The sun dips its weary head and saunters off to warm some foreign land, making way for its ivory counterpart. The huge white disk awakens, convex on the jumbled horizon, painting the park’s monzogranite features in a perfect pale light. Its glowing face projects a gigantic spotlight, emphasizing the theatrics of the desert’s cast. Ten thousand Joshua trees reach from the ground, their bony, alien hands clawing in a vain attempt to connect with the majesty above. The desert eve is lighted by an overripe moon and a million pinpricks in earth’s black blanket. I sleep now and give my mind to the night.

Dreams are vivid, encouraged by the malevolent cackle of the desert’s muse. I embrace the midnight journey, a subconscious spirit quest offered by the deepest slumber and the coyotes’ berceuse. It has been over a year since I have set foot in Joshua Tree, and I am comforted to close my eyes in her barren bosom.

I wake in the Mojave among these iconic formations that litter the pressed landscape — masses of ancient caramel boulders, stripped bare and huddled together in proud battalions. Their broad shoulders create a granite labyrinth so abstract and surreal that one cannot help but break the bonds of mundane cognition. The mind boggles, struggling to comprehend the beauty of this foreign landscape.

The brain (and its adapted modern occupation to busily filter the barrage of needless information we are now so readily subjected to) begins to slow. Thoughts are unsullied, delivered and processed in a linear manner. Creative theories flow freely and an uncommon clarity is embraced.

Beyond the scattered masses of knuckled rock, the two-lane blacktop veers east, descending into parts less explored. Uninterrupted flats lay naked, handsome and raw.

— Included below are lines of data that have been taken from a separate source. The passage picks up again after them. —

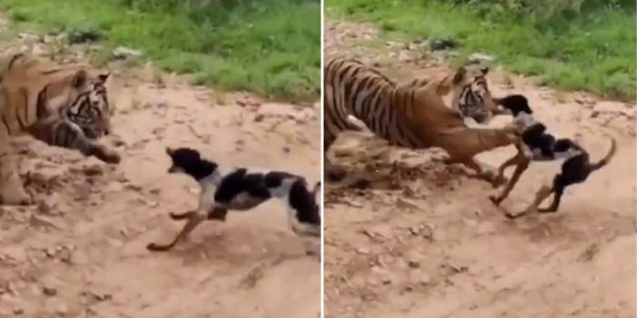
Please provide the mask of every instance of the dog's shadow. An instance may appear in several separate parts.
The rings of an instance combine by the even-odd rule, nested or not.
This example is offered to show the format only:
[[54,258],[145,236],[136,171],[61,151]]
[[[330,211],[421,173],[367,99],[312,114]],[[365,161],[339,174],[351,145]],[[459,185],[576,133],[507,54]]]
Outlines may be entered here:
[[495,208],[504,219],[504,226],[524,236],[532,243],[554,242],[569,238],[577,239],[583,235],[581,231],[573,227],[573,223],[569,216],[564,213],[540,214],[533,212],[512,219],[507,217],[505,214],[514,213],[515,207],[500,206]]
[[[221,267],[232,269],[246,264],[254,264],[270,259],[288,259],[306,256],[302,248],[298,251],[288,243],[297,238],[293,235],[275,231],[267,238],[253,233],[239,233],[237,228],[215,229],[203,235],[180,242],[174,248],[164,252],[172,257],[181,258],[184,265],[214,263]],[[275,262],[276,263],[276,262]]]

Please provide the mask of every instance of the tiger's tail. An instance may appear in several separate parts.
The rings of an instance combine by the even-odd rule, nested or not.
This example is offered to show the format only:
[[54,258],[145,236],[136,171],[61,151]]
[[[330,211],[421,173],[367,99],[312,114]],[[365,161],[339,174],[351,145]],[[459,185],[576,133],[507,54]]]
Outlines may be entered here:
[[591,172],[598,170],[602,169],[602,167],[606,166],[609,162],[611,162],[611,159],[612,159],[612,157],[615,156],[615,153],[617,152],[617,140],[615,140],[614,138],[611,137],[611,149],[608,150],[608,153],[606,153],[606,156],[604,156],[602,159],[599,161],[591,164],[589,166],[589,170]]

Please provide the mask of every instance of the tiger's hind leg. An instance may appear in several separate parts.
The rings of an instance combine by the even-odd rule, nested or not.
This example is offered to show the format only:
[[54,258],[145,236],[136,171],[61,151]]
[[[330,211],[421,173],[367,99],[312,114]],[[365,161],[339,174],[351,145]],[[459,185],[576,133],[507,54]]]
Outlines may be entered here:
[[16,158],[12,152],[9,134],[0,130],[0,204],[16,206],[31,204],[17,172]]
[[89,139],[82,129],[69,120],[50,119],[36,122],[28,129],[35,139],[49,145],[75,149],[84,156],[94,156],[102,161],[117,164],[117,151]]

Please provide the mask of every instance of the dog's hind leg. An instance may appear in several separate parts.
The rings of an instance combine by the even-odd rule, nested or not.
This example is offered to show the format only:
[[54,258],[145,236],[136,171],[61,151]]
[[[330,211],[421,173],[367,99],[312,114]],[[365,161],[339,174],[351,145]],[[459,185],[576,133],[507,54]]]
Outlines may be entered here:
[[502,189],[502,192],[500,193],[499,196],[490,196],[489,199],[491,202],[493,202],[495,206],[499,206],[502,201],[506,198],[506,197],[509,196],[509,193],[511,193],[511,190],[515,187],[515,184],[517,181],[520,180],[520,177],[522,177],[522,174],[524,173],[526,169],[529,168],[529,159],[527,159],[524,156],[515,156],[517,167],[515,167],[515,170],[514,171],[513,176],[511,177],[511,179],[509,182],[506,184],[506,187],[505,187],[504,189]]
[[539,213],[553,213],[553,212],[557,212],[557,208],[560,207],[560,201],[562,200],[562,196],[564,194],[564,188],[563,187],[556,188],[554,198],[553,198],[553,203],[551,203],[551,206],[548,207],[544,208],[538,208],[537,212]]

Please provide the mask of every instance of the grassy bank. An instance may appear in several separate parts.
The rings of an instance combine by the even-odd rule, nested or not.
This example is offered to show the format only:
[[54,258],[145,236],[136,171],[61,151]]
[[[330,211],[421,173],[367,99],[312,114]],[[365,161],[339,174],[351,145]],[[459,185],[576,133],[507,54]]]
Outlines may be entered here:
[[454,38],[459,59],[485,53],[546,85],[634,100],[633,2],[586,0],[572,8],[538,0],[517,10],[505,3],[523,1],[326,0],[326,8],[328,16],[376,23],[387,37]]
[[199,82],[308,100],[320,88],[317,0],[0,0],[18,29],[98,30]]

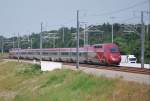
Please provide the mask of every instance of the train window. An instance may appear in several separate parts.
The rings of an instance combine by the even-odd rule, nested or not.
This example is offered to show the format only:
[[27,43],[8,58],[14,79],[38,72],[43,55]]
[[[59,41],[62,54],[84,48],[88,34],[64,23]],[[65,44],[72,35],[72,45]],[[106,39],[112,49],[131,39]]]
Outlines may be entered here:
[[94,46],[94,48],[102,48],[101,45]]
[[75,53],[75,52],[72,52],[72,56],[76,56],[76,53]]
[[111,53],[119,52],[118,48],[110,48]]
[[32,54],[32,52],[28,52],[28,54]]
[[49,55],[57,55],[57,52],[49,52]]
[[68,52],[62,52],[61,55],[69,55]]
[[43,52],[43,55],[48,55],[48,52]]

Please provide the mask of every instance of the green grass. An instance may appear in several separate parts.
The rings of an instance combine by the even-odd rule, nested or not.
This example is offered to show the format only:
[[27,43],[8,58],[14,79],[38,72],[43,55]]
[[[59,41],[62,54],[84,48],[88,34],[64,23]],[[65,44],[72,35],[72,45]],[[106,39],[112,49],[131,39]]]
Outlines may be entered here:
[[149,95],[150,87],[144,84],[0,62],[0,101],[149,101]]

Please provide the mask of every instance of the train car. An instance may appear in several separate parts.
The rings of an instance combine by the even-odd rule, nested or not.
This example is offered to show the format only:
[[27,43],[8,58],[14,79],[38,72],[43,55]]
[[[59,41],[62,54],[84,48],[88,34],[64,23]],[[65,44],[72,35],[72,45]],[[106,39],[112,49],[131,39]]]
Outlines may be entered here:
[[[9,57],[76,62],[76,48],[13,49],[9,52]],[[79,48],[79,61],[81,63],[118,65],[121,56],[116,44],[95,44]]]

The desert’s beige floor is punctuated by a uniform sprinkling of rugged flora, all elegantly adapted to their harsh surrounds, gracefully aging over millions of visits by sun and moon.

Dirt trails break from the paved road, splintering in all directions. These back roads lure more adventurous souls to vacant wanderings through the park’s obscure reaches. The true beauty of the desert lies among these vast spaces; the lack of noise or human interference offers moments of uninterrupted splendor. I inhale the limitless panorama, unmolested by man’s hands and sculpted by 100 million years of symbiotic evolution.

Gray clouds pass overhead, ignoring the parched tongue of the Pinto Basin, their precious cargo to be unloaded on the softer climates that lie beyond a sea of hazy mountains to the west. Jagged peaks and troughs rise and fall, stacked to the eye’s far reach. Each bare range emits a different shade in reaction to the westerly path of the obedient sun. Pastel colors plaster the earth’s walls, while above, candy skies morph through waves of silent change. Scattered light floods the drastic volumes of space and distance, softening all edges and flattening perception of depth, leaving behind a painted scene reminiscent of a 1960s postcard.

It’s unsaturated, romantic and absurdly wonderful. Disconnect from your devices that exist to control through distraction via force-fed, mass produced misinformation. Lift your head beyond your screen and witness the unfiltered wonder of the natural world. The more time we spend removed from the mediocrity of society, the less we depend upon it. Welcome to Joshua Tree. Wish you were here.